The team tested whether certain parts of
the skull – the face, the cranial base and the skull vault or brain case –
changed independently, as anthropologists have always believed, or were in some
way linked.
The scientists simulated the shift of the
foramen magnum (where the spinal cord enters the skull) associated with upright
walking; the retraction of the face, thought to be linked to language
development and perhaps chewing; and the expansion and rounding of the top of
the skull, associated with brain expansion.

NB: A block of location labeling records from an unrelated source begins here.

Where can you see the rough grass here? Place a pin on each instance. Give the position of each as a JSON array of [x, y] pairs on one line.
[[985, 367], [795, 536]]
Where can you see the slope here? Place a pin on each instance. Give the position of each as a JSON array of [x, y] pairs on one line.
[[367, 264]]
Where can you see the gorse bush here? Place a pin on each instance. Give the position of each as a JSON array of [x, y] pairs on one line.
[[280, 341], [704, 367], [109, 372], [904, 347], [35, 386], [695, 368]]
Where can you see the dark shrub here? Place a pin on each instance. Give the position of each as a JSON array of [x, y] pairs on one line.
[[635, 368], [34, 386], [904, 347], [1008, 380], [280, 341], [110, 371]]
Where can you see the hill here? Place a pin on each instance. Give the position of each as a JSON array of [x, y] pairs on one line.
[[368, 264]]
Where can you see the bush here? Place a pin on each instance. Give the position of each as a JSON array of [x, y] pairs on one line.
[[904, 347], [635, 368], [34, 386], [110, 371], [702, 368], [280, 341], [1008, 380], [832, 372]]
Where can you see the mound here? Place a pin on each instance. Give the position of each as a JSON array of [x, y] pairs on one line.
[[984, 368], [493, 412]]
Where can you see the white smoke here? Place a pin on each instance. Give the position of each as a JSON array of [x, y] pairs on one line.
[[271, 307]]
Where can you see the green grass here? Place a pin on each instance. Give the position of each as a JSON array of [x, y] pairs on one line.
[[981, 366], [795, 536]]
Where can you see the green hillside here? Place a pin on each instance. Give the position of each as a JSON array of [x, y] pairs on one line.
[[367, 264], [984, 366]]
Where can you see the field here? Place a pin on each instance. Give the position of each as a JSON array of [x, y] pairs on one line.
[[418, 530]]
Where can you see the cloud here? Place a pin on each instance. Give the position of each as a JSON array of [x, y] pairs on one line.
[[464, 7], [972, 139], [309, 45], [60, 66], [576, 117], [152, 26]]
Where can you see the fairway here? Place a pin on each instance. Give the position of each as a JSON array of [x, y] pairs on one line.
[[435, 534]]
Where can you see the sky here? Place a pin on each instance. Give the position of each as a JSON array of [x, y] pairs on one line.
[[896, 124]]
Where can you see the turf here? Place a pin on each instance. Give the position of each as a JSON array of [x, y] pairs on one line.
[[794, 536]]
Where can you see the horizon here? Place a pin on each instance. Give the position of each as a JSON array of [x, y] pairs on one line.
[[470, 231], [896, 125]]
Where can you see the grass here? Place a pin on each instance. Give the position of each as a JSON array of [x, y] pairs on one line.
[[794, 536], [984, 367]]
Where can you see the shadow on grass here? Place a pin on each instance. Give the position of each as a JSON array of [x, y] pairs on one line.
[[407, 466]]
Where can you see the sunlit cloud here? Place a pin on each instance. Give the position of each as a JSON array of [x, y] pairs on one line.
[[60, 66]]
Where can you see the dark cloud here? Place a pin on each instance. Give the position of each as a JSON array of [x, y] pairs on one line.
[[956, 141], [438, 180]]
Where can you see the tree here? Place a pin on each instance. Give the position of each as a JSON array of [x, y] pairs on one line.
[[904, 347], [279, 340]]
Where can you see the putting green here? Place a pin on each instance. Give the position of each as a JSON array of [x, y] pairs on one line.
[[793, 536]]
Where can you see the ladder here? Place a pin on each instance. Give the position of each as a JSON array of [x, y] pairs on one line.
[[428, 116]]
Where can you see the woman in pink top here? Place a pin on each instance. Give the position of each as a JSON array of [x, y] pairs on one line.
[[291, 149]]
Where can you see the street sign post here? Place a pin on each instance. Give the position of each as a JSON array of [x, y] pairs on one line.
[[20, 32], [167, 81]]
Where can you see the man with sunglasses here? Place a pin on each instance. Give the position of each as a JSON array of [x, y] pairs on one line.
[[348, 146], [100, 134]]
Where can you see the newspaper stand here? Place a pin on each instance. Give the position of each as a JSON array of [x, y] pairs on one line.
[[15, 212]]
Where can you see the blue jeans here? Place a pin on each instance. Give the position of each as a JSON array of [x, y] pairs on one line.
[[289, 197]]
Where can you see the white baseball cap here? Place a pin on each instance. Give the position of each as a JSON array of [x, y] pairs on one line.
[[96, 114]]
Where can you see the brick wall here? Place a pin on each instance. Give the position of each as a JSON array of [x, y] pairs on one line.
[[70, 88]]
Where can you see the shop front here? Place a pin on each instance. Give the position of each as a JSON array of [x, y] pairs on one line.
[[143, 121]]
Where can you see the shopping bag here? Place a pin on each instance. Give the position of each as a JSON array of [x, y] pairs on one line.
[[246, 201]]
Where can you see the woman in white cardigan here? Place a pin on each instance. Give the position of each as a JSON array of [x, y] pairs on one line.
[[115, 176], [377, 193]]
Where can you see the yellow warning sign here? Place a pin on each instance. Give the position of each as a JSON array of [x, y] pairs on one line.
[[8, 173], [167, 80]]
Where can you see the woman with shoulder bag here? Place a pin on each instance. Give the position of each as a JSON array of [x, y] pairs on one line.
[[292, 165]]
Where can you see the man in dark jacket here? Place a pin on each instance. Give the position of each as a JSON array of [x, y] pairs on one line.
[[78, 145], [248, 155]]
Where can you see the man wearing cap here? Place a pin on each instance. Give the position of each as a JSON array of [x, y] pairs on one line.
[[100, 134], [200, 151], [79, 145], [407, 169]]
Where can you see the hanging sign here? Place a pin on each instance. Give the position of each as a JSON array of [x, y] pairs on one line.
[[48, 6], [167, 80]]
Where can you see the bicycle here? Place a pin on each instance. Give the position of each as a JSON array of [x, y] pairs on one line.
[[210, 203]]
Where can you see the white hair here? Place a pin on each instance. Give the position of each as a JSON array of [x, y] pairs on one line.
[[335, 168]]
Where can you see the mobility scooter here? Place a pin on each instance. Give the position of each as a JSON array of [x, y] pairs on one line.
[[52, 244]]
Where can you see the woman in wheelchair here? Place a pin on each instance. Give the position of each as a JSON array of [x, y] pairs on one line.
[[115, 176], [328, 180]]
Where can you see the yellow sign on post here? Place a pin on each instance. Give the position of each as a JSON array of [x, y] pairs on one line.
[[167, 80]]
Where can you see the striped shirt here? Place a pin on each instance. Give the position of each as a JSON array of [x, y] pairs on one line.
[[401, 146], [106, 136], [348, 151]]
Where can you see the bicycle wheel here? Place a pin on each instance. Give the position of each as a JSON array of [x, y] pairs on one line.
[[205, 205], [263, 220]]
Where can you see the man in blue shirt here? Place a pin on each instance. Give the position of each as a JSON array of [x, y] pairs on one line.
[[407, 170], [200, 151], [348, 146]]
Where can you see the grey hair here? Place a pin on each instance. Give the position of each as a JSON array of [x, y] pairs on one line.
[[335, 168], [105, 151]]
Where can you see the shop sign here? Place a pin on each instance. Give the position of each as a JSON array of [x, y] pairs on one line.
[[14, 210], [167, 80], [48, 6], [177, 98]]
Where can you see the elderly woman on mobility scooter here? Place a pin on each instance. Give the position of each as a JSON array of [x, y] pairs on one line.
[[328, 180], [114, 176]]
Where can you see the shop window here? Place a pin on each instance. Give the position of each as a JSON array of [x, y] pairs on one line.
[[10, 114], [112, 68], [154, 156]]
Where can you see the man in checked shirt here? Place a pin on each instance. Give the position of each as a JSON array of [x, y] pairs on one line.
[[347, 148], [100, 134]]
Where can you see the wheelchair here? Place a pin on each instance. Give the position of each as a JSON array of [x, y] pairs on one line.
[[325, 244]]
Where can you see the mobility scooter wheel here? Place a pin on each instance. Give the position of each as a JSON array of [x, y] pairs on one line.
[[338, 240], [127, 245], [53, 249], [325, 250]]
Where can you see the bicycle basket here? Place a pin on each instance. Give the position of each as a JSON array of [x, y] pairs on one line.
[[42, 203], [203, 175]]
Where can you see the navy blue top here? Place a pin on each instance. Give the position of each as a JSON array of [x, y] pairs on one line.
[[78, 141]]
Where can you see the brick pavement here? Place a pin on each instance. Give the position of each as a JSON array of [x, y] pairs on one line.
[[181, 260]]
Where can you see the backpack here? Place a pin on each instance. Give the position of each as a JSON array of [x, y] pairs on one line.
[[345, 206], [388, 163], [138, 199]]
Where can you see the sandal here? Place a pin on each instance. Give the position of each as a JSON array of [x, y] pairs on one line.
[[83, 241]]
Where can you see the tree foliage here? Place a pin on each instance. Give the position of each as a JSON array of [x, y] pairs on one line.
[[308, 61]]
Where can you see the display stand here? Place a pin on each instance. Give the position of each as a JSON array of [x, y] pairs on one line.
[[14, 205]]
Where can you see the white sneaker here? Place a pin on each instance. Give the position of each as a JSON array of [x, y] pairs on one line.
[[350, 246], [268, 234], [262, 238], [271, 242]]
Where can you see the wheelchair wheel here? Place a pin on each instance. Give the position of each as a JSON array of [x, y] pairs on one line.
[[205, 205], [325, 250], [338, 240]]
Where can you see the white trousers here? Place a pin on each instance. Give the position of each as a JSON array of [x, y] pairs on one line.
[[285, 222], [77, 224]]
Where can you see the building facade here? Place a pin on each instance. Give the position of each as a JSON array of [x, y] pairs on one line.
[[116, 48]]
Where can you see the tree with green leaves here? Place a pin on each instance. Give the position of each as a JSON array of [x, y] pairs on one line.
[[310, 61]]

They found that, rather than being separate
evolutionary events, changes in one part of the brain would facilitate and even
drive changes in the other parts.
"We found that genetic variation in
the skull is highly integrated, so if selection were to favour a shape change
in a particular part of the skull, there would be a response involving changes
throughout the skull," Dr Chris Klingenberg, from Manchester's Faculty of
Life Sciences was quoted as saying.
“We were able to use the genetic
information to simulate what would happen if selection were to favour
particular shape changes in the skull. As those changes, we used the key
features that are derived in humans, by comparison with our ancestors: the shift
of the foramen magnum associated with the transition to bipedal posture, the
retraction of the face, the flexion of the cranial base, and, finally, the
expansion of the braincase.
"As much as possible, we simulated
each of these changes as a localised shape change limited to a small region of
the skull. For each of the simulations, we obtained a predicted response that
included not only the change we selected for, but also all the others. All
those features of the skull tended to change as a whole package.
“This means that, in evolutionary history,
any of the changes may have facilitated the evolution of the others."
Lead author Dr Neus Martínez-Abadías, from
the University of Barcelona, added: "This study has important implications
for inferences on human evolution and suggests the need for a reinterpretation
of the evolutionary scenarios of the skull in modern humans."